Idea 2 – Keyspace Notifications
Enable notify-keyspace-events Ex in redis.conf . When a key expires, Redis publishes a message on the __keyevent@0__:expired channel.
public class RedisTest {
private static final String ADDR = "127.0.0.1";
private static final int PORT = 6379;
private static JedisPool jedis = new JedisPool(ADDR, PORT);
private static RedisSub sub = new RedisSub();
public static void init() {
new Thread(() -> jedis.getResource().subscribe(sub, "__keyevent@0__:expired")).start();
}
public static void main(String[] args) throws InterruptedException {
init();
for (int i = 0; i < 10; i++) {
String orderId = "OID000000" + i;
jedis.getResource().setex(orderId, 3, orderId);
System.out.println(System.currentTimeMillis() + "ms: " + orderId + " created");
}
}
static class RedisSub extends JedisPubSub {
@Override
public void onMessage(String channel, String message) {
System.out.println(System.currentTimeMillis() + "ms: " + message + " order cancelled");
}
}
}Pros: persistence in Redis, easy cluster scaling, high timing accuracy. Cons: requires Redis maintenance and the Pub/Sub model is fire‑and‑forget, so events can be lost if the subscriber disconnects.
5. Message Queue (RabbitMQ)
RabbitMQ supports delayed queues via message TTL ( x-message-ttl ) and dead‑letter exchange/routing‑key ( x-dead-letter-exchange , x-dead-letter-routing-key ).
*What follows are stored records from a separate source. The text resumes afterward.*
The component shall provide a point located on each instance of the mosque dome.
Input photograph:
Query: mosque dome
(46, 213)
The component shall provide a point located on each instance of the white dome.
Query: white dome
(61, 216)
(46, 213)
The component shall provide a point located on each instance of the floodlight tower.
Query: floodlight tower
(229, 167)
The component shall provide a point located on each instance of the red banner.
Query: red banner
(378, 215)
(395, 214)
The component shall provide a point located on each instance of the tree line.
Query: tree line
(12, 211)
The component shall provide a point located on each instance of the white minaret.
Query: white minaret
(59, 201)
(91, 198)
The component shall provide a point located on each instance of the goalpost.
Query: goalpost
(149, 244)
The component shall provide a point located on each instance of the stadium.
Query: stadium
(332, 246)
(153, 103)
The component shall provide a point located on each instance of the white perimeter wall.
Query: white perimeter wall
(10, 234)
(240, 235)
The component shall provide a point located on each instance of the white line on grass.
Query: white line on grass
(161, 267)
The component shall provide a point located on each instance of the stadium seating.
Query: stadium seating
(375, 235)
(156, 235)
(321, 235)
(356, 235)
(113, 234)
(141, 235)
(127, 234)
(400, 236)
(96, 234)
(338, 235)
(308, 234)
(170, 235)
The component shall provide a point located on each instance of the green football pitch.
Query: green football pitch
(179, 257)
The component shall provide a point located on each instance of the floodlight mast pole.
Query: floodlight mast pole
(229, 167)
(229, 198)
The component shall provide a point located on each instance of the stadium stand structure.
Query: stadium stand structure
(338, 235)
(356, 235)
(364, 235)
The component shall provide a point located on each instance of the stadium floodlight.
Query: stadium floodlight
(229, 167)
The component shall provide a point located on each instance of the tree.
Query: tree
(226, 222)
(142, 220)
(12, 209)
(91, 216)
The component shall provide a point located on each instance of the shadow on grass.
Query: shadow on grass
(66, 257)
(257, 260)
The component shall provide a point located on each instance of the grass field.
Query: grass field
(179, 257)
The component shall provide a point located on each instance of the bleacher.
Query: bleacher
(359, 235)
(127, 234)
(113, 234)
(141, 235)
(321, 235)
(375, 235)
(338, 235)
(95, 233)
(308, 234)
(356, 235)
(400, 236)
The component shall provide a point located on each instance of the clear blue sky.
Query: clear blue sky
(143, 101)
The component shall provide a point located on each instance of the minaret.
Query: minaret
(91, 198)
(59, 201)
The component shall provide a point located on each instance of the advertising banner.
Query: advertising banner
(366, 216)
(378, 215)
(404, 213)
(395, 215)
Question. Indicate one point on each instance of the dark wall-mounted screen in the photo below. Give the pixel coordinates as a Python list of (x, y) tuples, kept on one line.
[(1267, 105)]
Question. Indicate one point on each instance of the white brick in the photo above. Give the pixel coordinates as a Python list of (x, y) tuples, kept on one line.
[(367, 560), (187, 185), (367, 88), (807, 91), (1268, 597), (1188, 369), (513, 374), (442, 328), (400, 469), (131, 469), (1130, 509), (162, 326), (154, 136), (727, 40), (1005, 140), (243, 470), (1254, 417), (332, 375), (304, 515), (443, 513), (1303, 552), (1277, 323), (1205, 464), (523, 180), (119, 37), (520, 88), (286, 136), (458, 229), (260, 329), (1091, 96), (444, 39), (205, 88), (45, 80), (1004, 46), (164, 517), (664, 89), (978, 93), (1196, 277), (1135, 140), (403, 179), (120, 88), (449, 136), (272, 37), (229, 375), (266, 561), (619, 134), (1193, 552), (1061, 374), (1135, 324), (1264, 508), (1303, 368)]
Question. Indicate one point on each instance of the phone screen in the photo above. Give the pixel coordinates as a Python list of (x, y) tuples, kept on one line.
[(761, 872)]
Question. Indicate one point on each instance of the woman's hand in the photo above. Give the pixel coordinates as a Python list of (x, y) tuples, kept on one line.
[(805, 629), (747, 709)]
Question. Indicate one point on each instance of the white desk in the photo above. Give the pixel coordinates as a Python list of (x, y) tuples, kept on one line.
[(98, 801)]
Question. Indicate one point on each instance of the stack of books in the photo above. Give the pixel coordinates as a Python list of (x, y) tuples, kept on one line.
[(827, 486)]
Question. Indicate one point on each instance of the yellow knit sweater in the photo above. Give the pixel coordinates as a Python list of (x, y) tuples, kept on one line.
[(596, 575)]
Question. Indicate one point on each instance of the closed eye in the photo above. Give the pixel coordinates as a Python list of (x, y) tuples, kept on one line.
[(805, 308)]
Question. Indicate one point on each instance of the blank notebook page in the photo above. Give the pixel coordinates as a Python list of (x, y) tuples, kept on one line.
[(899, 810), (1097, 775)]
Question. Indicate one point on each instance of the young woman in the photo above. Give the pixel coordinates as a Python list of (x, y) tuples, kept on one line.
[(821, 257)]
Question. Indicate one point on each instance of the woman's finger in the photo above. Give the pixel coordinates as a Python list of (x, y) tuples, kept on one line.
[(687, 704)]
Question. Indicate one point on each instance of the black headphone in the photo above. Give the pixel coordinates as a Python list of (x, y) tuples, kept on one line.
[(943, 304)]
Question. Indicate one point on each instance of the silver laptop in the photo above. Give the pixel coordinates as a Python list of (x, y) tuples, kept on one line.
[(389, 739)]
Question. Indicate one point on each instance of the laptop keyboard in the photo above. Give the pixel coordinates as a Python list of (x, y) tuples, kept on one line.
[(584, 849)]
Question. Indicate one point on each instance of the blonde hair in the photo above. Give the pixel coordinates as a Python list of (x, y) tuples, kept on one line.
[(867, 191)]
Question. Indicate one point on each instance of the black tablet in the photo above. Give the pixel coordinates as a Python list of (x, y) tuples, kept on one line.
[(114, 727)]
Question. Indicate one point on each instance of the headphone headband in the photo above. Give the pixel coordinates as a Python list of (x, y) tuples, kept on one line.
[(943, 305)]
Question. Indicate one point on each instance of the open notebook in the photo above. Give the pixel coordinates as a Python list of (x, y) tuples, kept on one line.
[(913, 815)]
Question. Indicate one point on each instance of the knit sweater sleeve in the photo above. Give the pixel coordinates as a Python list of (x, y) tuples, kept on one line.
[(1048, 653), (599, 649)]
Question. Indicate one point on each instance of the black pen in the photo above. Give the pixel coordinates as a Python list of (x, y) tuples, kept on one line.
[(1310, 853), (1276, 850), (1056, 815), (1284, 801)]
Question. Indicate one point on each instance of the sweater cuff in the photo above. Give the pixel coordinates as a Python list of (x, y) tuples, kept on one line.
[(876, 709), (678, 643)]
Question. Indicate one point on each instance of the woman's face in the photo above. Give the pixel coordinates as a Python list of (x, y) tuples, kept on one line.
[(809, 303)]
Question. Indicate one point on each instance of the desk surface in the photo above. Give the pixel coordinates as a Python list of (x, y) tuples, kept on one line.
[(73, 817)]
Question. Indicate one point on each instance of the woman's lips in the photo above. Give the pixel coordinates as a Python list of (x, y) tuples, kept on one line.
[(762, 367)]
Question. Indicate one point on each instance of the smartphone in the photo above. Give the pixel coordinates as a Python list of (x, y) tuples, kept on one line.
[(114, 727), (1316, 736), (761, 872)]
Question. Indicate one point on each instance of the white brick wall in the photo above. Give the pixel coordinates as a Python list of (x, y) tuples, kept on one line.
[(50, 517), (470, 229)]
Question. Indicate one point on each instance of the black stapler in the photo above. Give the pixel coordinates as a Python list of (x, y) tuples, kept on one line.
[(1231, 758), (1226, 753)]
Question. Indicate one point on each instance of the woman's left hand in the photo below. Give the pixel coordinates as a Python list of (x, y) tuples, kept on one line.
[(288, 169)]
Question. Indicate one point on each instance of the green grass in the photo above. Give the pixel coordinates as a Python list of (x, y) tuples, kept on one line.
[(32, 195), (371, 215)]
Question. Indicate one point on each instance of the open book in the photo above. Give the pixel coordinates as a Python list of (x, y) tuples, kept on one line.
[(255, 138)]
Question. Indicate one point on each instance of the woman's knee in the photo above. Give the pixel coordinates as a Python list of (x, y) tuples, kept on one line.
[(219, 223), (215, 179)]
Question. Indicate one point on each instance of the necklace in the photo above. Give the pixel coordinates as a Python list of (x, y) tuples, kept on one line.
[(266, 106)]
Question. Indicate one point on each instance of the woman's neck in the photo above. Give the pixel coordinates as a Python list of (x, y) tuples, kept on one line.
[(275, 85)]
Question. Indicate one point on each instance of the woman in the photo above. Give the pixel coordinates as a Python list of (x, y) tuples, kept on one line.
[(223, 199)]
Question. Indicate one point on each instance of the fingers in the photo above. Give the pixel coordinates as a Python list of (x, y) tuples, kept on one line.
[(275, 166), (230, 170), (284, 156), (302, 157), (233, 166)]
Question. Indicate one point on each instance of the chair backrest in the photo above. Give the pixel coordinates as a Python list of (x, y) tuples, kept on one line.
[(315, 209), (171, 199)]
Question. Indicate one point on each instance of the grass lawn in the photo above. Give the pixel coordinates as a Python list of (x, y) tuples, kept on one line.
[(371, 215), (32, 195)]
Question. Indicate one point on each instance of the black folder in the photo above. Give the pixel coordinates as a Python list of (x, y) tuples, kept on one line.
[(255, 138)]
When a message expires it is routed to a dead‑letter queue, effectively achieving a delay.
Pros & Cons
High efficiency, leverages RabbitMQ's distributed nature, supports persistence for reliability.
Operational complexity and cost increase due to RabbitMQ management.
Overall, the article provides a comprehensive comparison of five delayed‑task solutions, discussing their implementation details, strengths, and weaknesses, helping developers choose the most suitable approach for order‑timeout scenarios.